どうして鹿は増えたのか

以前は減りすぎていた

鹿、かわいいです。公園にいたらなでるし餌もやります。でも・・・でもです。
食われる樹木だってかわいそうです。アヤメの花見たかったです。食われる前に保護してあげたかったです。美しい高山植物に覆われたアルプスが失われるのも嫌です。大切に育てた木や農産物をだめにされる林農家の方々だって気の毒です。

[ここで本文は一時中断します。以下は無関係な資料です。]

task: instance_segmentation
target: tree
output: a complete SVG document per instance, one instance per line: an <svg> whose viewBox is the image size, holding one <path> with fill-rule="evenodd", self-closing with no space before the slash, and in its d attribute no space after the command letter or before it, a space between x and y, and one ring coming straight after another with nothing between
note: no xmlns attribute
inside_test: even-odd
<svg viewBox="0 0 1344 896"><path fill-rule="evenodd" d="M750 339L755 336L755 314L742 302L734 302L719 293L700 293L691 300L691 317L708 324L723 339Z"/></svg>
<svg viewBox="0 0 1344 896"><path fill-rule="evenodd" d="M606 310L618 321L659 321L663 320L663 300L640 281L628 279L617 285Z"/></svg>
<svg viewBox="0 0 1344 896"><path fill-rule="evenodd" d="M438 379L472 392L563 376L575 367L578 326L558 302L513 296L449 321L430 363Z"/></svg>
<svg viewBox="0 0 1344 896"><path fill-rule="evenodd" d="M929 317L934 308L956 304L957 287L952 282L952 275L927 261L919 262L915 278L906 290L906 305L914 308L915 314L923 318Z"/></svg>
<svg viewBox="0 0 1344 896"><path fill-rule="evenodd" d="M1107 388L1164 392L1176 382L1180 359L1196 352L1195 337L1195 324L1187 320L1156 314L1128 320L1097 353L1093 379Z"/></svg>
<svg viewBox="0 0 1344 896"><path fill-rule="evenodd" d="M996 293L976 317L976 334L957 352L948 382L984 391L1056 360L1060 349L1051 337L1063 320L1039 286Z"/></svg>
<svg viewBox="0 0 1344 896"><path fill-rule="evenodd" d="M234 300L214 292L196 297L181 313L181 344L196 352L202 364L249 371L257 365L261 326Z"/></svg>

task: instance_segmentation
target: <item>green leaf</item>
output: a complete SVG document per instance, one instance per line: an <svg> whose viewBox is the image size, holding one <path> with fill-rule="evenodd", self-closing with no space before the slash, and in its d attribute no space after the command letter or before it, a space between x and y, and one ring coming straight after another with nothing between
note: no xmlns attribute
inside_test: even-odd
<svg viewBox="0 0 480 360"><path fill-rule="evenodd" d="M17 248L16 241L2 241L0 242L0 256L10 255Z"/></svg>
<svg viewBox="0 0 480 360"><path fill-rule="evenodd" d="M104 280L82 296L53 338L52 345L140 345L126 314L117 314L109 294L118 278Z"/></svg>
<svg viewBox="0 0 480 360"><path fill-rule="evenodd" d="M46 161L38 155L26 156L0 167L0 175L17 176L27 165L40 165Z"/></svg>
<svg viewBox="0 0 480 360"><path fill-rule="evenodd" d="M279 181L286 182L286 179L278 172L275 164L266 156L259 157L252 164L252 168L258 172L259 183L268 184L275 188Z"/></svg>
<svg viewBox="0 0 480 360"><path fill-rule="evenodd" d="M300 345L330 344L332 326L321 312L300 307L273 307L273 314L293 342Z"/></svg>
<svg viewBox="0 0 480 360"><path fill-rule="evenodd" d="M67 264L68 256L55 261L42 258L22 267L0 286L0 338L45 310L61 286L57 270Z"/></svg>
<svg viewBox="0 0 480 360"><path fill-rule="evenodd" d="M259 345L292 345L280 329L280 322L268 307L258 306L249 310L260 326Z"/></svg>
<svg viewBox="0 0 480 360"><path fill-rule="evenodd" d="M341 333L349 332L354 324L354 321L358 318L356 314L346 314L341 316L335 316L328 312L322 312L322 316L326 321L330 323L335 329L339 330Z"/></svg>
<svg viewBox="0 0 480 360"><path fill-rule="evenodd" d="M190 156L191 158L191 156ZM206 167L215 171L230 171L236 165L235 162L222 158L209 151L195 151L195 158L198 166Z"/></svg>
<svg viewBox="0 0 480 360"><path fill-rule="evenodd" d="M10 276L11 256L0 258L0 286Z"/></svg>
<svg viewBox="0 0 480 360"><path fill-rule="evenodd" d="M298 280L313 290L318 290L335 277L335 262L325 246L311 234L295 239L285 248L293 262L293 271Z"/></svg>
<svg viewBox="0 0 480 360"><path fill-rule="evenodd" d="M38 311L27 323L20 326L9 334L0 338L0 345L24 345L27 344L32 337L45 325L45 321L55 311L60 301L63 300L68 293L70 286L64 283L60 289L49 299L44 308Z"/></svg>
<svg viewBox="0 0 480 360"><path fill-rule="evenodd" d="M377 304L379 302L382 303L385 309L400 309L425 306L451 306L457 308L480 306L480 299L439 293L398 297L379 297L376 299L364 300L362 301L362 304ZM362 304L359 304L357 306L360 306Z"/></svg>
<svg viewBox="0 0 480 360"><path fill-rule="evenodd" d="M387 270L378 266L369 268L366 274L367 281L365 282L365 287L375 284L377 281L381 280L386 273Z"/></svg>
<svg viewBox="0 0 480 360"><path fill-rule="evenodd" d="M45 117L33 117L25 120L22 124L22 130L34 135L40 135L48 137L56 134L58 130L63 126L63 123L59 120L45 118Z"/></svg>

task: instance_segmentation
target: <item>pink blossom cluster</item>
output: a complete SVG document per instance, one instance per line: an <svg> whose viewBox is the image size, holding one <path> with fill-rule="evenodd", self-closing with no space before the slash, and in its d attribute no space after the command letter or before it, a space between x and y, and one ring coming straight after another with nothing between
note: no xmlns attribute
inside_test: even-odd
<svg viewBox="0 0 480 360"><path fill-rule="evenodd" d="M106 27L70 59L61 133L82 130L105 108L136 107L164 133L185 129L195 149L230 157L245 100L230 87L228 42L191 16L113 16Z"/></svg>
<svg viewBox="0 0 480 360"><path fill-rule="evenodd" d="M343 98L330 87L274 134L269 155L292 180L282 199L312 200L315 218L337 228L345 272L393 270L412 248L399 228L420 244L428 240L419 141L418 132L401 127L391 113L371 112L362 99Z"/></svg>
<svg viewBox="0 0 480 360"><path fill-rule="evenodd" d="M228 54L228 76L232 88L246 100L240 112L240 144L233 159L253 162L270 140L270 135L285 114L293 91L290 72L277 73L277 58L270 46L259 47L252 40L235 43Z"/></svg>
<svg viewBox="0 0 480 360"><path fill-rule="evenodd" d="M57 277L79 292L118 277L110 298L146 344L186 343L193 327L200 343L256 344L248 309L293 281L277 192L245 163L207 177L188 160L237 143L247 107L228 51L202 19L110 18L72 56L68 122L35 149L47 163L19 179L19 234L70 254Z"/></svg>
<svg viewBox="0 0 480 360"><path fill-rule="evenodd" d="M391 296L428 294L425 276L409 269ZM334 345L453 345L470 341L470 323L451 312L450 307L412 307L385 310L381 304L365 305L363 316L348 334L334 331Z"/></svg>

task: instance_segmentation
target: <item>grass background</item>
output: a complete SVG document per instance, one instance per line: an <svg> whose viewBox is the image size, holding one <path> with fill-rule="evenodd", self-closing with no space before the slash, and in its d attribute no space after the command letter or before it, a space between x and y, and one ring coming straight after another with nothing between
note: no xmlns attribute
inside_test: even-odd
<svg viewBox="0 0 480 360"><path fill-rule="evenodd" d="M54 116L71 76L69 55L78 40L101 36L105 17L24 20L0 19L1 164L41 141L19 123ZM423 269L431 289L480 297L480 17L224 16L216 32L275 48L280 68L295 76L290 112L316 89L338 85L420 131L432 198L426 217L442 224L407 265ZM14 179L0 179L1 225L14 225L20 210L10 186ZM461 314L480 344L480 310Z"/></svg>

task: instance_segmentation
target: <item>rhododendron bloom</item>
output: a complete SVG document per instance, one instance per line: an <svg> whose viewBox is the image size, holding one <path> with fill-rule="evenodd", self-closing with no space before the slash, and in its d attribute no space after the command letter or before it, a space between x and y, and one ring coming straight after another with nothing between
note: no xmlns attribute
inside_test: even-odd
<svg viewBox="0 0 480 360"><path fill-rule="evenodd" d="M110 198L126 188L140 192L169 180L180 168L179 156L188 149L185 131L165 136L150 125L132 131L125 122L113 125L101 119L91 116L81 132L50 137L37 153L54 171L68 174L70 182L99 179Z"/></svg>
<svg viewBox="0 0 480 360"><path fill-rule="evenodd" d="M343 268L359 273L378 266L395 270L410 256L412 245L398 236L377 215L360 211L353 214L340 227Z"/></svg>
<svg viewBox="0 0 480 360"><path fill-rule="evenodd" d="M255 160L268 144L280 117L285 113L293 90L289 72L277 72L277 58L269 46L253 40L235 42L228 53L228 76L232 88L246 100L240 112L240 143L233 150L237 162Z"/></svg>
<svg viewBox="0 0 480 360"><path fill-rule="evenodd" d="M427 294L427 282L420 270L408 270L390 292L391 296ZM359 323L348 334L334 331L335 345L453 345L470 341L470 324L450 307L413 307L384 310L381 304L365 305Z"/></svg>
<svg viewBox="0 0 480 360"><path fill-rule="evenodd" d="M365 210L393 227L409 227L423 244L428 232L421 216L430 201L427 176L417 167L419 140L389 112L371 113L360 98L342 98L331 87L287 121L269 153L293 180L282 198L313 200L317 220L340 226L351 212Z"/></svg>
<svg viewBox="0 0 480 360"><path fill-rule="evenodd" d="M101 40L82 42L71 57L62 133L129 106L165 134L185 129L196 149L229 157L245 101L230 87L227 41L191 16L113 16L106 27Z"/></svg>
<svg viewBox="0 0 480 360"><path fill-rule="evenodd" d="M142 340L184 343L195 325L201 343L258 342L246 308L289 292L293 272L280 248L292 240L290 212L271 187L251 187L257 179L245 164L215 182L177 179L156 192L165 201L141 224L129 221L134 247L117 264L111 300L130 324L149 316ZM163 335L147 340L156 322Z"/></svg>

そもそもどうしてこんなに増えすぎてしまったのでしょうか。奈良公園は別ですよ。あれはあえて増やしてるといってもいいでしょう。神の使いとして大切にされているそうです。角も切り落とされて安全です。でも毎年生えてきます。
野生生物の個体数を増減させる大きな要素は、生息環境捕食者狩猟者です。

戦時中、食料が著しく不足していた時代、人は野生動物を獲って食用していたようです。鹿など飽食の今でも食されますから、美味な部類だったでしょう。その結果、シカ、カワウソ、ヤマネコ、ニホンザルまでもが絶滅の危機に瀕することになりました。降伏後、GHQの保護政策担当博士が野生動物が激減していることに気づき、政府に保護を勧告しました。これで狩猟は止まることになります。一部すでに遅すぎ、カワウソは絶滅し、ツシマヤマネコもその危機に瀕しています。次に環境要素です。

林業の変化が野生動物の生息環境を変えた

戦後、復興のため、大量の木材が必要になります。国を挙げて、拡大造林政策が推進されました。もともと自然に生えていた広葉樹を伐って、その跡地に成長が早く、木材として需要の高いスギやヒノキを植えるというものです。日差しをさえぎる広葉樹が伐られたあとは、草や低木が生えやすくなり、シカなどにとって絶好のえさ場となります。

しかしながら、燃料革命により里山は放置されるようになり、人が山林に立ち入らなくなり、狩猟者も高齢化して減少しました。森の中の捕食者であったオオカミがいれば、シカにとってここまで住みやすい環境ではなかったのですが、オオカミなき後、捕食者は人だけになりました。ところが牛肉などが欧米から入ってきて、鹿肉への需要がへり、天敵のいなくなった鹿は林野を闊歩し放題です。2歳から毎年出産する繁殖力をもって二次曲線的に増えているというわけです。

絶滅したニホンオオカミの代わりに、海外のオオカミを連れてきて鹿のいる山林に放とうという議論をしている人たちもいます。外来種は私たちの図り及ばない問題を引き起こしてきているので、冷静になっていきたいところです。それよりも、犬をつかって鹿の生息範囲をコントロールしようという試みもあるようです。森林動物センターなる機関で資料も公開されています。

また、林業(木材の製造)には皮むきという作業も不可欠で、これがかなりの重労働なのです。これを鹿を使って何とかできないものでしょうか。伐採したい木のところに鹿を連れてきてフェンスで囲むとか。。。